Nürburgring: Rennfahrer verunglückt tödlich

Bei einem Unfall am Nürburgring ist am Samstag ein Rennfahrer ums Leben gekommen. Das Fahrzeug hatte sich nach einer Kollision überschlagen, der Mann starb noch vor Ort.

Nürburgring - Ein tödlicher Unfall hat am Samstag ein Rennen auf der berühmten Nordschleife am Nürburgring überschattet. Leo Löwenstein aus Laudenbach kollidierte in der 22. Runde im Streckenabschnitt "Bergwerk" in seinem Aston Martin GT4 mit Fahrzeugen zweier Konkurrenten, sein Wagen überschlug sich dabei.

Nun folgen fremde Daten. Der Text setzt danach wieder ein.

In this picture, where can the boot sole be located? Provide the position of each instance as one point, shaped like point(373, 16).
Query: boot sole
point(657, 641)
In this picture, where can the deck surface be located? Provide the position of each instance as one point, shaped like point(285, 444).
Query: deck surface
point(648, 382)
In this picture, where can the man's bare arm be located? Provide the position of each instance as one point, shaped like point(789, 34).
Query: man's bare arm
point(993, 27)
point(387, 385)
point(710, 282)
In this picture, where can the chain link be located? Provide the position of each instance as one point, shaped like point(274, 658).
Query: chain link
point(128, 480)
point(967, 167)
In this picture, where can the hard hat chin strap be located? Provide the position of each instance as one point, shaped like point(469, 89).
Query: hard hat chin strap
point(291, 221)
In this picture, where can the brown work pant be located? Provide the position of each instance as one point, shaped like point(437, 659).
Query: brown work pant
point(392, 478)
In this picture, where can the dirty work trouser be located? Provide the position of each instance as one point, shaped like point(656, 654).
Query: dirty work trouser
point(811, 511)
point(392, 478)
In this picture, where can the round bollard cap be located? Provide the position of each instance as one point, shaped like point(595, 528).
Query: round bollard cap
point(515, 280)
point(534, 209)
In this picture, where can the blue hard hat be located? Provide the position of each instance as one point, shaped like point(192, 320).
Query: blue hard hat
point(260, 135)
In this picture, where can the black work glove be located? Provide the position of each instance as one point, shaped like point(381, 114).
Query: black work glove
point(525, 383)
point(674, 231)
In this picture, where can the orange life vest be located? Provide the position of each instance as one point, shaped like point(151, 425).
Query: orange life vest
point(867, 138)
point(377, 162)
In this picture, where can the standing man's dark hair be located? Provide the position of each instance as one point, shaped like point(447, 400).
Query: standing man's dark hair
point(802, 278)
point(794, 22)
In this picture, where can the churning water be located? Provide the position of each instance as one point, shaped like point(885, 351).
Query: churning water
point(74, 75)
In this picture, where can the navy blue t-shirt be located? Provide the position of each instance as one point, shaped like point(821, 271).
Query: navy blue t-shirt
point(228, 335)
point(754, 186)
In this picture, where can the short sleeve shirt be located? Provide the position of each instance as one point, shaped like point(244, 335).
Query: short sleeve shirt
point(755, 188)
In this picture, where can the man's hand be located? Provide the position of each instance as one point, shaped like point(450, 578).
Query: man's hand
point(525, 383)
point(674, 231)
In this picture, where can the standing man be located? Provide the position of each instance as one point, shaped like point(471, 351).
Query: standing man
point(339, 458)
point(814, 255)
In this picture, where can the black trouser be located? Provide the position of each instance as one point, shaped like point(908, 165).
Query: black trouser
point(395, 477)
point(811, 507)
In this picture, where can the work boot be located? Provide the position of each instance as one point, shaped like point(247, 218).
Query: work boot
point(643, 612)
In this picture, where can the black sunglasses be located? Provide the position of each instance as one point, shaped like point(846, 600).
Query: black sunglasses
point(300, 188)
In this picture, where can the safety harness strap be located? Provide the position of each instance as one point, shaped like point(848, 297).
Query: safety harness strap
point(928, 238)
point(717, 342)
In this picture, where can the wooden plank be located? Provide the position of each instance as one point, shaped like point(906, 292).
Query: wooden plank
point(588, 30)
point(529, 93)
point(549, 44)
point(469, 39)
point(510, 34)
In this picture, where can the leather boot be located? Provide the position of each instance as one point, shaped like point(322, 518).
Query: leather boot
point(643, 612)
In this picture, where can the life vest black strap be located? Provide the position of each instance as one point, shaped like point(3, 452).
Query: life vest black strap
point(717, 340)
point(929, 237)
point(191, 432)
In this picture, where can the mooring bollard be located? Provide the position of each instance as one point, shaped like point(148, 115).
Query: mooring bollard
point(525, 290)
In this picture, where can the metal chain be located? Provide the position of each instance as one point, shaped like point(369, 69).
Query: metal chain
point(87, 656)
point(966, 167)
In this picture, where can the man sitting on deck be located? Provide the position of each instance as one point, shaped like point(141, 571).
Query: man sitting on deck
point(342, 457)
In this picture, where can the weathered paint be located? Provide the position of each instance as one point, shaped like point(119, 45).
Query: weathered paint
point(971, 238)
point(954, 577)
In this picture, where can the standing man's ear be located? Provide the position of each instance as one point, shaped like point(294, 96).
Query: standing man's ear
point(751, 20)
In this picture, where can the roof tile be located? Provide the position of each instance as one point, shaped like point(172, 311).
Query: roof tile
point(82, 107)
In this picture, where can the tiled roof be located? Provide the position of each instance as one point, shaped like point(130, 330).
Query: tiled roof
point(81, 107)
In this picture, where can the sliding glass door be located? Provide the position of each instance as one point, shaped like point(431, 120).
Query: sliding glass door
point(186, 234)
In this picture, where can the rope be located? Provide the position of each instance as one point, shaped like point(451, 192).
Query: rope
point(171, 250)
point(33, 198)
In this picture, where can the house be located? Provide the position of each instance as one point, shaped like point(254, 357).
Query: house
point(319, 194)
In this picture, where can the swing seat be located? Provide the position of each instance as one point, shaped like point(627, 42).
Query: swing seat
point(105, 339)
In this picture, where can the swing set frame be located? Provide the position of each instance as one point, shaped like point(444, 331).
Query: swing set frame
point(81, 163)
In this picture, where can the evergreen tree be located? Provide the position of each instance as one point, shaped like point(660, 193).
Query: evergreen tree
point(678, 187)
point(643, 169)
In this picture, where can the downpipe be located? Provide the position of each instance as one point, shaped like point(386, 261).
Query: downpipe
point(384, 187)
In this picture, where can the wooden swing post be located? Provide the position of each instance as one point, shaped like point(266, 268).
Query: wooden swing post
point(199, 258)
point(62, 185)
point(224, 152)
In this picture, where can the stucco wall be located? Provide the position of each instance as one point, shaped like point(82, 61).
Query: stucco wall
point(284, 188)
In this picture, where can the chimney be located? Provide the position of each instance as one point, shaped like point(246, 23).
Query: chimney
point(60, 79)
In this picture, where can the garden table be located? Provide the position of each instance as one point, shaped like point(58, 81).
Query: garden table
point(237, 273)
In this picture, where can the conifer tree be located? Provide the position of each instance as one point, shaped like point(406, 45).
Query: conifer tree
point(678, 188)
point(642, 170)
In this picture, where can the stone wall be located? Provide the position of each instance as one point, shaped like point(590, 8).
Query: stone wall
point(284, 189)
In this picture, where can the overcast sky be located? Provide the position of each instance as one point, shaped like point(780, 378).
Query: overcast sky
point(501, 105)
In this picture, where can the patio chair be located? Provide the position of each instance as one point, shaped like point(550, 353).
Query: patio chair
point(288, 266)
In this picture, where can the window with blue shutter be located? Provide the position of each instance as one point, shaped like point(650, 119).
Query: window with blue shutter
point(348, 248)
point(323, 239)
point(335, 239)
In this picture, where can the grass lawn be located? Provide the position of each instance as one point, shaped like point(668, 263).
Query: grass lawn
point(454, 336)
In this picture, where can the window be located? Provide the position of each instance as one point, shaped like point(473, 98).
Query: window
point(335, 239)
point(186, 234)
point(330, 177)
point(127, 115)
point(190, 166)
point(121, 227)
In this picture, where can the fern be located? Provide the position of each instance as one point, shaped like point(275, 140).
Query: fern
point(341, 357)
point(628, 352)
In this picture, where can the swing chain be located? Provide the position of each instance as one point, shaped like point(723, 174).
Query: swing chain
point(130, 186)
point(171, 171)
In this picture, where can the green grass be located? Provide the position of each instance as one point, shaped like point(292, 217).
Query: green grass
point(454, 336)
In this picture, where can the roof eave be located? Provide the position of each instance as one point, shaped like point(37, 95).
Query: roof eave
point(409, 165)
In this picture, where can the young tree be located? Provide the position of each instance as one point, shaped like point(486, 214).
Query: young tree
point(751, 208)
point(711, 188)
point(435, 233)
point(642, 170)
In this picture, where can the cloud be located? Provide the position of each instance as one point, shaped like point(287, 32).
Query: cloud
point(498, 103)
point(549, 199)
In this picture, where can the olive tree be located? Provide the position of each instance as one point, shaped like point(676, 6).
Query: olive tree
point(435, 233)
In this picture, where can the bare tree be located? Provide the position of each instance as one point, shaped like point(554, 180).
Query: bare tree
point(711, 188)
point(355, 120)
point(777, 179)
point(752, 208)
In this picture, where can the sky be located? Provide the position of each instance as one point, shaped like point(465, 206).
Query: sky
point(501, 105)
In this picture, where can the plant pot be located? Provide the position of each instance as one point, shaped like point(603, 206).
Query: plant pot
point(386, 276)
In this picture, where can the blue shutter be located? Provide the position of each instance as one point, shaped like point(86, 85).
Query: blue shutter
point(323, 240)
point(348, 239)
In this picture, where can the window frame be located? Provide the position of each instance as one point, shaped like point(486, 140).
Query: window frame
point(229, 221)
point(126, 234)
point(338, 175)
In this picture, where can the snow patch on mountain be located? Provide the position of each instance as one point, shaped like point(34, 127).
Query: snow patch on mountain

Beim Aufprall auf die Leitplanke wurde das Heck des Aston Martin stark beschädigt und ging in Flammen auf. Der Veranstalter der Langstrecken-Meisterschaft leitete umgehend Rettungsmaßnahmen ein. Dennoch starb der 43-jährige Löwenstein, der sich nicht selbstständig aus seinem Fahrzeug befreien konnte, noch an der Unfallstelle. Laut Veranstalter war eine Rauchgasvergiftung die Todesursache.

Löwenstein ist das siebte Todesopfer in der seit 1977 ausgetragenen deutschen Meisterschaft. Der letzte Unfall mit Todesfolge liegt fast neun Jahre zurück. Am 4. August 2001 erlag ein Rennfahrer nach einer Kollision seinen schweren inneren Verletzungen.

Das Rennen am Samstag wurde nach dreieinhalb Stunden - vorgesehenen war eine Renndauer von vier Stunden - abgebrochen und nicht mehr neu gestartet.